Elastic's InfoSec team built an agentic SOC that triages every alert before an analyst opens it. A 30-minute manual investigation now finishes in under 3 minutes: deterministic ES|QL queries close obvious false positives at zero token cost, specialized AI agents investigate the rest across endpoint, cloud, and SaaS domains, and a Final Review agent writes the verdict to a Kibana case. The whole pipeline runs on Elastic's native stack (Workflows, Agent Builder, the Elastic Inference Service, and Kibana Cases) with no third-party orchestrator, and inference routed only to providers documented with zero data retention.
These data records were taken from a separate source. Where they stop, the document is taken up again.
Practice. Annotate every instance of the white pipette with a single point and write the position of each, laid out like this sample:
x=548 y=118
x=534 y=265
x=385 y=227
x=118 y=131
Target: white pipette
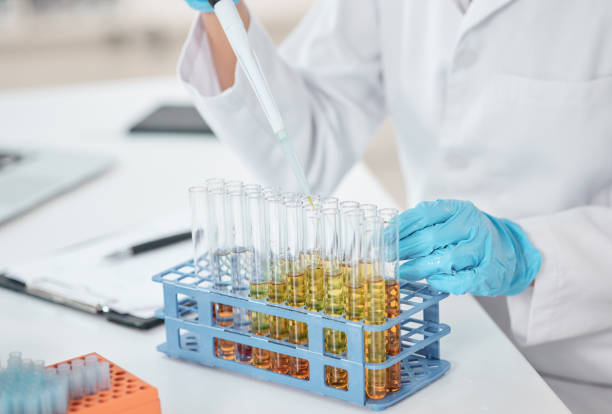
x=230 y=21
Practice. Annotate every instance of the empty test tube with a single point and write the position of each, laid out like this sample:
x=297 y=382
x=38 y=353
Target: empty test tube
x=260 y=322
x=242 y=260
x=104 y=375
x=77 y=378
x=198 y=207
x=353 y=278
x=333 y=280
x=220 y=243
x=369 y=210
x=292 y=254
x=91 y=374
x=329 y=202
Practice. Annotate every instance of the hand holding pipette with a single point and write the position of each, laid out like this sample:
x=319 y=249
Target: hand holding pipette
x=232 y=26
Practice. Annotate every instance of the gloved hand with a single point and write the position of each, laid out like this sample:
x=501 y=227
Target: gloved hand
x=457 y=248
x=202 y=5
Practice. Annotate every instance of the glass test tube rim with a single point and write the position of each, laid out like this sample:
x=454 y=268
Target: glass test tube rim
x=388 y=215
x=215 y=183
x=348 y=205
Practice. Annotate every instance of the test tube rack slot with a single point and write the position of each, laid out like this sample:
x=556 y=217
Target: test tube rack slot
x=190 y=333
x=128 y=394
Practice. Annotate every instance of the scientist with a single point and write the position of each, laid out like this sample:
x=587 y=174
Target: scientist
x=502 y=108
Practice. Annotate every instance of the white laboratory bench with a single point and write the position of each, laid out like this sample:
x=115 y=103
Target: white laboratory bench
x=150 y=179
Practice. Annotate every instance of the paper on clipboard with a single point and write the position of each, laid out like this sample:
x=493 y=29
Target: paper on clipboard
x=88 y=280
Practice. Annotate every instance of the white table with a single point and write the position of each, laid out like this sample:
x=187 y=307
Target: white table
x=150 y=179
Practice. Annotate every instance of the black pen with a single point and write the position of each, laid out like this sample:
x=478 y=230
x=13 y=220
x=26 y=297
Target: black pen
x=149 y=245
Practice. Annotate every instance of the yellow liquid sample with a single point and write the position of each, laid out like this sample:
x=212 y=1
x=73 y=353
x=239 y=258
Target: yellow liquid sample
x=374 y=346
x=224 y=348
x=260 y=325
x=261 y=358
x=314 y=288
x=279 y=329
x=260 y=322
x=335 y=341
x=222 y=263
x=298 y=331
x=393 y=340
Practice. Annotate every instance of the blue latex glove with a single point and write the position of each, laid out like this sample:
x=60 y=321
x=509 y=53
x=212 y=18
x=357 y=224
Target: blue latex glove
x=202 y=5
x=457 y=248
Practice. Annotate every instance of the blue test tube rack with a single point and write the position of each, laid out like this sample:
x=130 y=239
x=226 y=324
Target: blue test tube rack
x=190 y=333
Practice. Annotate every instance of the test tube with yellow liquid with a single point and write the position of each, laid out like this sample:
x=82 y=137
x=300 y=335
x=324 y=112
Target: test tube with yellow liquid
x=312 y=256
x=335 y=341
x=371 y=268
x=391 y=275
x=258 y=289
x=220 y=243
x=277 y=288
x=296 y=279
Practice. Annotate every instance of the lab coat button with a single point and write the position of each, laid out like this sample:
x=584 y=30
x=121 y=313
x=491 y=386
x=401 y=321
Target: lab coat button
x=465 y=59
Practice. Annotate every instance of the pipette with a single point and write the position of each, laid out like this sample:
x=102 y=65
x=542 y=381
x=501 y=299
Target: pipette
x=230 y=21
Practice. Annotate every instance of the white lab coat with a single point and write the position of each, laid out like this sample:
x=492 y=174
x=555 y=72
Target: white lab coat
x=508 y=105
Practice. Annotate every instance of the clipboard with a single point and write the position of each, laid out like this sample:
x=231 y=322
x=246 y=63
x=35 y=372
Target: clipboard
x=85 y=279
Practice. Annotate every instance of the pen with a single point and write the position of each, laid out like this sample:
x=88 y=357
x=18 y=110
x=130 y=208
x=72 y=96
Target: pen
x=149 y=245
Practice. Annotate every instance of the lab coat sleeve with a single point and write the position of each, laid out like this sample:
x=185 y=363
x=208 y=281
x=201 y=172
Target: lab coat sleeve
x=326 y=78
x=572 y=294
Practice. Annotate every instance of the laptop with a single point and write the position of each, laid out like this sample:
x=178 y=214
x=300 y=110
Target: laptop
x=29 y=177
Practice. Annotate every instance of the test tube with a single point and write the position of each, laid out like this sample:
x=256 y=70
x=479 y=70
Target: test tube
x=390 y=269
x=369 y=210
x=198 y=206
x=220 y=243
x=91 y=374
x=348 y=205
x=296 y=281
x=312 y=256
x=242 y=260
x=344 y=207
x=104 y=375
x=333 y=280
x=277 y=289
x=77 y=379
x=329 y=202
x=260 y=322
x=353 y=277
x=371 y=267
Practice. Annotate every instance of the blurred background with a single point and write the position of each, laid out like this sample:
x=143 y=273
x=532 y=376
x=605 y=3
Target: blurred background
x=55 y=42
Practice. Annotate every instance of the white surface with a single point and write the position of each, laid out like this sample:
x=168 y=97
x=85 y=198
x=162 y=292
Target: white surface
x=487 y=374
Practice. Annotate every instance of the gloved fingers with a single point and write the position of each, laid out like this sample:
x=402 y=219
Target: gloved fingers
x=202 y=5
x=425 y=214
x=457 y=284
x=423 y=242
x=445 y=261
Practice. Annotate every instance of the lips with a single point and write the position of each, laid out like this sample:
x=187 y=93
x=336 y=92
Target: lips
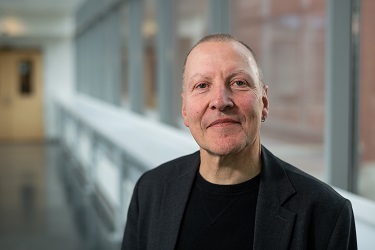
x=222 y=122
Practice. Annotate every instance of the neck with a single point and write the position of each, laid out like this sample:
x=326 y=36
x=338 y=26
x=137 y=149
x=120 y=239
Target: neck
x=231 y=169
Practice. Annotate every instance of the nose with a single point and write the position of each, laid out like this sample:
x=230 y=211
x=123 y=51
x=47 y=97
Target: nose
x=221 y=99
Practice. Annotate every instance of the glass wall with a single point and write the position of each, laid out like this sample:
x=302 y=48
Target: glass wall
x=366 y=183
x=149 y=29
x=289 y=40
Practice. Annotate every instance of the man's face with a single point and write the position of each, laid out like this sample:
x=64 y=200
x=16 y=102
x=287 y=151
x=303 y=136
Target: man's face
x=223 y=100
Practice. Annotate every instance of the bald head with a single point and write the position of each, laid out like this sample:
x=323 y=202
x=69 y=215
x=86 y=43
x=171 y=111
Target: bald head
x=222 y=37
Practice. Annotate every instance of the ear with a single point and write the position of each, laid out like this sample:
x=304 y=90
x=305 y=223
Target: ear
x=183 y=110
x=265 y=102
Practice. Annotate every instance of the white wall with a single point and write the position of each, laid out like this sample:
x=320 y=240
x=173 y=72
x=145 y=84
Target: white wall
x=58 y=72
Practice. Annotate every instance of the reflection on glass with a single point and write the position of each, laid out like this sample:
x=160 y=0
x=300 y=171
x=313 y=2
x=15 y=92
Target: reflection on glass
x=289 y=40
x=367 y=104
x=25 y=77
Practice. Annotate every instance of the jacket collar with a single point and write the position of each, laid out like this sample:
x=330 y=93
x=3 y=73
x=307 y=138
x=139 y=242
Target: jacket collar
x=273 y=223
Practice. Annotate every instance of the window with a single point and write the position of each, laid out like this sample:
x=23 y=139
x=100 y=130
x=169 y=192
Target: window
x=289 y=40
x=366 y=182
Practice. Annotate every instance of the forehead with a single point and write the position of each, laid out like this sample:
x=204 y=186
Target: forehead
x=215 y=55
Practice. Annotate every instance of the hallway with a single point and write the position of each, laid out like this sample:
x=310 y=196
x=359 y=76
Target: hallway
x=34 y=212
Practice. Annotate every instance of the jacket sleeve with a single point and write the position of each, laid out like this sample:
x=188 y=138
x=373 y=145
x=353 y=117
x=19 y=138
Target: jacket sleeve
x=344 y=233
x=130 y=238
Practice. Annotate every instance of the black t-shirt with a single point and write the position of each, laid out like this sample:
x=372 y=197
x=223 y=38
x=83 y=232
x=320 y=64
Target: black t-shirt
x=219 y=216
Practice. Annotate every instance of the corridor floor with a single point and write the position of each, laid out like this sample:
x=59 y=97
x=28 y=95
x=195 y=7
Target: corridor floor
x=34 y=213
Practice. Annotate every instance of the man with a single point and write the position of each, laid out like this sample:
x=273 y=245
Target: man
x=233 y=193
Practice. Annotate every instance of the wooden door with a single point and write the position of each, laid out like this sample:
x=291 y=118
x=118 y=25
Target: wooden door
x=21 y=111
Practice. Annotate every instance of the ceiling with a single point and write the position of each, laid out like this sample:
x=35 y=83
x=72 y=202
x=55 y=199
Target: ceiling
x=35 y=20
x=44 y=7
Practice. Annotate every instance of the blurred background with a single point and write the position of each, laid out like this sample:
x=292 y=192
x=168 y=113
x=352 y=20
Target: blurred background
x=89 y=100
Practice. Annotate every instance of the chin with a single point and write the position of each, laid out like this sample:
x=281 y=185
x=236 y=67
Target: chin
x=223 y=149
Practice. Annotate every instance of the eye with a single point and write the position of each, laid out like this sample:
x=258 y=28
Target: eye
x=239 y=83
x=201 y=86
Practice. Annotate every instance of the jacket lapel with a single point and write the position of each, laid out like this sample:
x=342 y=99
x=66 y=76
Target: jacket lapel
x=273 y=223
x=176 y=195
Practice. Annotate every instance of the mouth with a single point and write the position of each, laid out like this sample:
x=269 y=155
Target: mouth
x=223 y=122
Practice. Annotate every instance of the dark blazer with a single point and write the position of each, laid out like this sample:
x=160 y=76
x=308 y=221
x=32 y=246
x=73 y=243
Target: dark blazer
x=294 y=210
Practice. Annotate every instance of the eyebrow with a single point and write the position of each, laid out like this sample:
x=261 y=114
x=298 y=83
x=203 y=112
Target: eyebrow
x=198 y=75
x=239 y=72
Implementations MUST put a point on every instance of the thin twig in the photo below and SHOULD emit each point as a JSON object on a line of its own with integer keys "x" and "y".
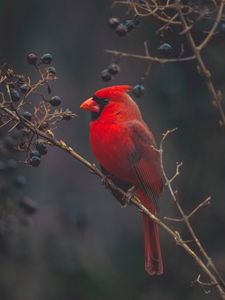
{"x": 134, "y": 200}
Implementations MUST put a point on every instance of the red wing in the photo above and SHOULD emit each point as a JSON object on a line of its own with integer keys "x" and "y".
{"x": 145, "y": 161}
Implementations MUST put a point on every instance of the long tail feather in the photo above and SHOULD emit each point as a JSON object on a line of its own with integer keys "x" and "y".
{"x": 153, "y": 257}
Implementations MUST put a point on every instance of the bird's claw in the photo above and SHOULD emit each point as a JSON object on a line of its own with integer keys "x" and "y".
{"x": 105, "y": 180}
{"x": 126, "y": 200}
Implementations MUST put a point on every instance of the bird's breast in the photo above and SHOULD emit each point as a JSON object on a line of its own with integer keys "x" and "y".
{"x": 112, "y": 146}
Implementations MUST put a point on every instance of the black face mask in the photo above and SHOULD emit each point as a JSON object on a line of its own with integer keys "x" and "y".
{"x": 102, "y": 104}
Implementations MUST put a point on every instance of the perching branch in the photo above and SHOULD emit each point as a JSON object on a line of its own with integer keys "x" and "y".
{"x": 204, "y": 267}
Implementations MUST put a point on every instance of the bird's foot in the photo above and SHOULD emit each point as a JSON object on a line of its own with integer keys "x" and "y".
{"x": 105, "y": 180}
{"x": 127, "y": 198}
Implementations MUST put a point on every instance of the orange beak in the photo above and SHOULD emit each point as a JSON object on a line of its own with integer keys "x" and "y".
{"x": 90, "y": 105}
AI-assisted attacks have compressed the timeline from initial access to exfiltration from days to hours, and traditional manual alert triage cannot keep pace. Hiring more analysts does not scale with alert volume. The Agentic SOC pattern fixes this gap: automate the investigation work that does not require human judgment so analysts can focus on the alerts that do.
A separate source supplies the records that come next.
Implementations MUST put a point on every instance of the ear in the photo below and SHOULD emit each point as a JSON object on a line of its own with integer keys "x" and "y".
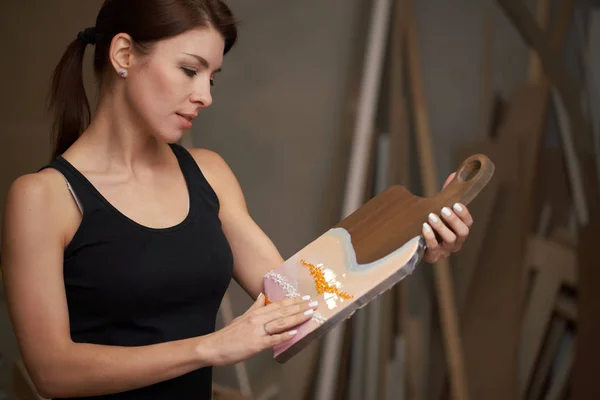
{"x": 121, "y": 52}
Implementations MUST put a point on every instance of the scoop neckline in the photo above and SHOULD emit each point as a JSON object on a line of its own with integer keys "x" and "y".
{"x": 122, "y": 215}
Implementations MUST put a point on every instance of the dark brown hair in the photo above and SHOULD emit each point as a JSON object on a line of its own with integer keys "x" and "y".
{"x": 146, "y": 21}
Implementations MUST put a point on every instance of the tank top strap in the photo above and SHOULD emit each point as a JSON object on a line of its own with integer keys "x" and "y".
{"x": 81, "y": 189}
{"x": 199, "y": 188}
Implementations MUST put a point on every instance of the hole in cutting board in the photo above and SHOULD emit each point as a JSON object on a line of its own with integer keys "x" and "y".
{"x": 470, "y": 170}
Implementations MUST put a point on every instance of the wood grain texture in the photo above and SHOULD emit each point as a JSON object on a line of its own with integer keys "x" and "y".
{"x": 395, "y": 216}
{"x": 490, "y": 321}
{"x": 556, "y": 73}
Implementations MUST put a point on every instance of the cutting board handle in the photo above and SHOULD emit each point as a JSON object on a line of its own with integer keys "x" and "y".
{"x": 394, "y": 217}
{"x": 471, "y": 176}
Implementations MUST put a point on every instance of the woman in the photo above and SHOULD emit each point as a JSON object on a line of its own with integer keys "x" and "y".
{"x": 118, "y": 253}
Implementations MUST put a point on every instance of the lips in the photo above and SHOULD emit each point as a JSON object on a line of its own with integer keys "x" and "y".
{"x": 186, "y": 120}
{"x": 189, "y": 117}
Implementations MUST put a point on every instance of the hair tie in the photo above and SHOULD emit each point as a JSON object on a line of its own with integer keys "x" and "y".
{"x": 88, "y": 35}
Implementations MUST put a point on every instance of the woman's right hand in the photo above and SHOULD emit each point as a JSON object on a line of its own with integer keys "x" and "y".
{"x": 261, "y": 327}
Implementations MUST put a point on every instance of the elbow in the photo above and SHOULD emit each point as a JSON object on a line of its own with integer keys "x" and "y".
{"x": 46, "y": 382}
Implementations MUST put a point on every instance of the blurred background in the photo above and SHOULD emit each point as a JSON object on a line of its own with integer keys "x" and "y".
{"x": 324, "y": 104}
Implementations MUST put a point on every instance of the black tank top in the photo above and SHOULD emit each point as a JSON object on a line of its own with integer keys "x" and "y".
{"x": 131, "y": 285}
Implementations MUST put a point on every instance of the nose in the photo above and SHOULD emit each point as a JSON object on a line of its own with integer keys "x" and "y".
{"x": 202, "y": 96}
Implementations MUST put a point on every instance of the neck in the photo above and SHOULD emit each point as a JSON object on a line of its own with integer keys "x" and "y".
{"x": 118, "y": 137}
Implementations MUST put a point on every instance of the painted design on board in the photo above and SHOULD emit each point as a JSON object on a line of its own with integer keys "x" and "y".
{"x": 325, "y": 281}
Note that we use a workflow as our Agentic SOC orchestration layer instead of an Agent. We chose to use a workflow for orchestration instead of an Agent because of the scale we are operating at. A workflow is deterministic, fast, and does not consume tokens. When you are triaging tens of thousands of alerts per month, this can make a huge difference in costs and performance.

For a security team processing sensitive alert data, the inference layer's data handling matters. The Elastic Inference Service routes requests to trusted third-party model providers that operate with zero data retention and do not use inputs to train models. Per-model data retention and training-data status are documented on the EIS supported-models page so customers can verify the status of the specific model their pipeline uses. For airgapped or highly sensitive environments, the same pipeline can run against a model hosted on your own infrastructure.

At Elastic, our InfoSec team operates as "Customer Zero." We run the newest versions of Elastic Security in our production environment, often before they are released publicly. Our fleet spans thousands of laptops, servers, and cloud workloads across a globally distributed workforce. We are the first and most demanding user of every feature we ship, including the Workflows and Agent Builder platforms.

Our Agentic SOC journey started with a single Agent Builder triage agent in Elastic Security 9.2. It handled workstation alerts well, where the investigation pattern is consistent, but we found that SaaS provider logs and Higher-Order threshold alerts required a more specialized methodology. That gap drove our move to domain-specific agents.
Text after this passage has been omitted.